In The Earliest Life of Gregory the Great, Colgrave's "Introduction" takes up the biggest share of the book (1-70). It includes a section on the world into which the anonymous writer was born, a brief critical biography of Gregory the Great, and helpful information about the history of the Benedictine double monastery at Whitby, home to our author. Regarding date, Colgrave argues that the Whitby writer produced his work sometime between 704 and 714, and that traditions about Gregory that circulated at the monastery represent the writer's primary source, along with a "saga tradition" that likely came from Canterbury.
The Whitby writer also knows the Bible, which he quotes or echoes quite often. Colgrave tells us that although our anonymous monk could tell a pretty good story, he is no Latin stylist. In fact, at a number of points in the text the translator has a hard time knowing what the author was trying to say. Colgrave takes up the question of a possible relationship between the writings of Bede and the work produced by the Whitby writer, and concludes that there is no literary connection between the two. He explains that once Bede had finished his Ecclesiastical History of the English People, it immediately overshadowed the work of the Whitby writer, which fell into obscurity. In the modern era, no complete text of the work was issued until 1904.
Next, Colgrave presents the Latin text and his own translation of the work as one would find in the Loeb Classical Library: the original appears on the left side of an opening with the translation on the right (71-139). As the reader discovers, while some of the stories in this life are a bit pedestrian, the Whitby writer is able to include a few entertaining episodes connected to Gregory. For example, once he was identified as the next Pope, Gregory resisted by hiding, going so far as to hire a few local merchants who carried him out of the city in a casket (ch. 7). Above all, and throughout, the writer celebrates Gregory's devotion to the English people. It was by Gregory's distant influence that England became subject and devoted to the authority of the Roman Church.
The text and translation are followed by an impressive set of "Notes" (140-65) and a "Select Bibliography" (166-67), which supplements the works found in Colgrave's list of "Abbreviations" (viii-ix). The "Appendix" is essentially an index of biblical and other ancient sources that the Whitby writer quotes, or to which he alludes. This part of the book would be especially helpful to students who want to investigate the writer's handling of Scripture, or his knowledge and use of the patristic tradition. A good "Index" of places, names, and topics concludes the book (173-80).
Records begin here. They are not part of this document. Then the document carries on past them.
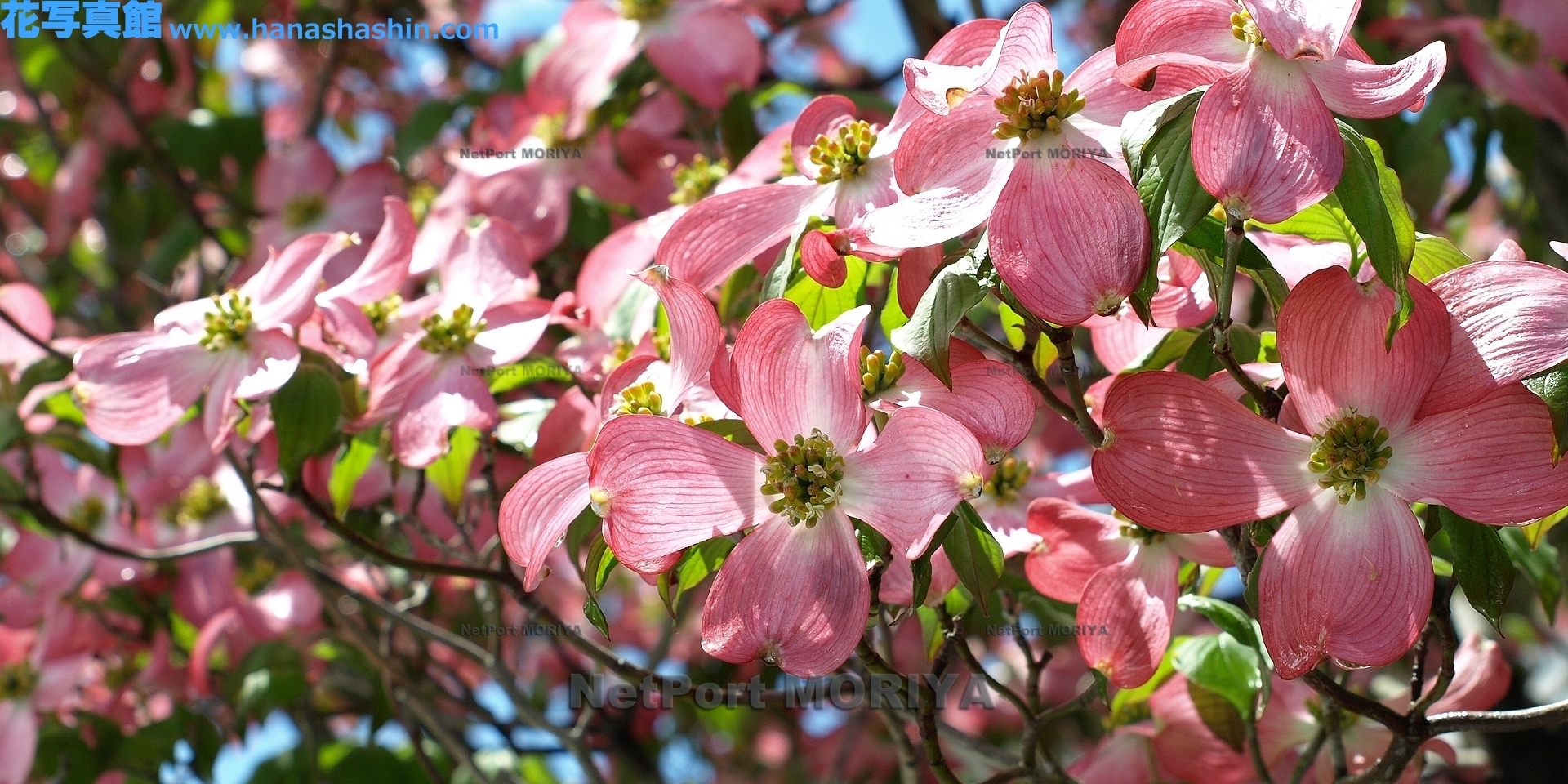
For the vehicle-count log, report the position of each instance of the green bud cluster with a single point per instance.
(1009, 479)
(199, 502)
(228, 323)
(1245, 29)
(640, 399)
(806, 474)
(1036, 105)
(1349, 453)
(697, 179)
(644, 10)
(1520, 42)
(843, 156)
(880, 372)
(381, 313)
(451, 334)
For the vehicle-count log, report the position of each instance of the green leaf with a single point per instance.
(952, 294)
(352, 463)
(1230, 618)
(1481, 564)
(1126, 706)
(974, 554)
(1157, 148)
(10, 427)
(529, 371)
(1324, 221)
(703, 560)
(823, 305)
(270, 676)
(1535, 532)
(422, 127)
(1552, 390)
(1371, 198)
(601, 562)
(596, 617)
(451, 474)
(733, 430)
(1169, 350)
(46, 371)
(1539, 567)
(1222, 666)
(305, 416)
(1220, 715)
(1012, 327)
(1201, 363)
(930, 629)
(1435, 256)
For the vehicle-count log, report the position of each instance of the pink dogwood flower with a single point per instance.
(1264, 140)
(794, 591)
(483, 317)
(1510, 317)
(1513, 57)
(538, 510)
(1121, 576)
(347, 306)
(1348, 574)
(1036, 153)
(844, 172)
(234, 347)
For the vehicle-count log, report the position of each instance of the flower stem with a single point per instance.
(1235, 235)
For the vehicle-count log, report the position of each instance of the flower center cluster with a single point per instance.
(1245, 29)
(644, 10)
(787, 160)
(1349, 455)
(1009, 479)
(381, 313)
(843, 156)
(451, 334)
(1520, 42)
(1034, 105)
(806, 474)
(1138, 533)
(879, 372)
(228, 323)
(199, 502)
(16, 681)
(697, 179)
(640, 399)
(305, 209)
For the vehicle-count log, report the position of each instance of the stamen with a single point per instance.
(1349, 453)
(1009, 479)
(1036, 105)
(880, 372)
(228, 323)
(451, 334)
(697, 179)
(639, 399)
(844, 154)
(381, 313)
(806, 475)
(1245, 29)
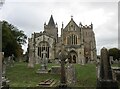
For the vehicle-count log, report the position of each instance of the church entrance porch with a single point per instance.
(72, 57)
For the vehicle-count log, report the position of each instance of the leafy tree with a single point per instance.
(115, 52)
(12, 40)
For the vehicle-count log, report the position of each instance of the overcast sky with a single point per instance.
(30, 16)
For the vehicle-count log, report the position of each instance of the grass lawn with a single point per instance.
(22, 76)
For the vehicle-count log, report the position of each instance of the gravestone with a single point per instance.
(55, 69)
(111, 60)
(0, 69)
(4, 82)
(63, 56)
(43, 68)
(31, 58)
(70, 74)
(105, 78)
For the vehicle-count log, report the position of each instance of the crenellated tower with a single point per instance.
(51, 28)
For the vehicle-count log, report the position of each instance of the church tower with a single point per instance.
(51, 28)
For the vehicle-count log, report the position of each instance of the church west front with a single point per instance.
(79, 42)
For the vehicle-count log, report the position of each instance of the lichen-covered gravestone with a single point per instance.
(105, 79)
(43, 67)
(70, 74)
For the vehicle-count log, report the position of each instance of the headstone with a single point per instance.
(111, 60)
(55, 69)
(71, 74)
(31, 59)
(105, 79)
(63, 56)
(43, 68)
(4, 82)
(0, 69)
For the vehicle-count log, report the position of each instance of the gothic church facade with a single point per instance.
(78, 40)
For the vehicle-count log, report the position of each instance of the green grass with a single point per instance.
(22, 76)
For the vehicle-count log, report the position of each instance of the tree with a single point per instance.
(12, 40)
(115, 52)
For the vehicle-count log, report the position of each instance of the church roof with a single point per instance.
(71, 22)
(51, 22)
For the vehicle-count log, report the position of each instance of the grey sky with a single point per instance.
(30, 15)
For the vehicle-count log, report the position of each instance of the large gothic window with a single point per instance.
(72, 40)
(43, 46)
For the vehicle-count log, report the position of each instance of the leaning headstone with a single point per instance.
(105, 79)
(43, 68)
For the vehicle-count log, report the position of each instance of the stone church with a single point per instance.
(79, 42)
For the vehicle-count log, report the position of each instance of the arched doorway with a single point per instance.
(72, 57)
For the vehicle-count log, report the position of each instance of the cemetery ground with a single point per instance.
(22, 76)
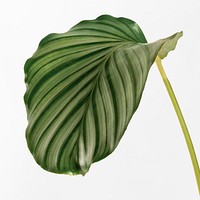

Colgrave's work is the ideal, self-contained study of this particular life. Since its publication, it has no doubt raised scholars' awareness and use of this significant document from the eighth century. The work of the anonymous Whitby writer, with apparently no hagiographical sources behind it, provides a good contrast to Bede's Ecclesiastical History, which, in terms of sources, falls at the opposite end of the spectrum.
After reading this fine study, I still have one question: Why is it that "the earliest life of Gregory the Great" was written at least a century after he died?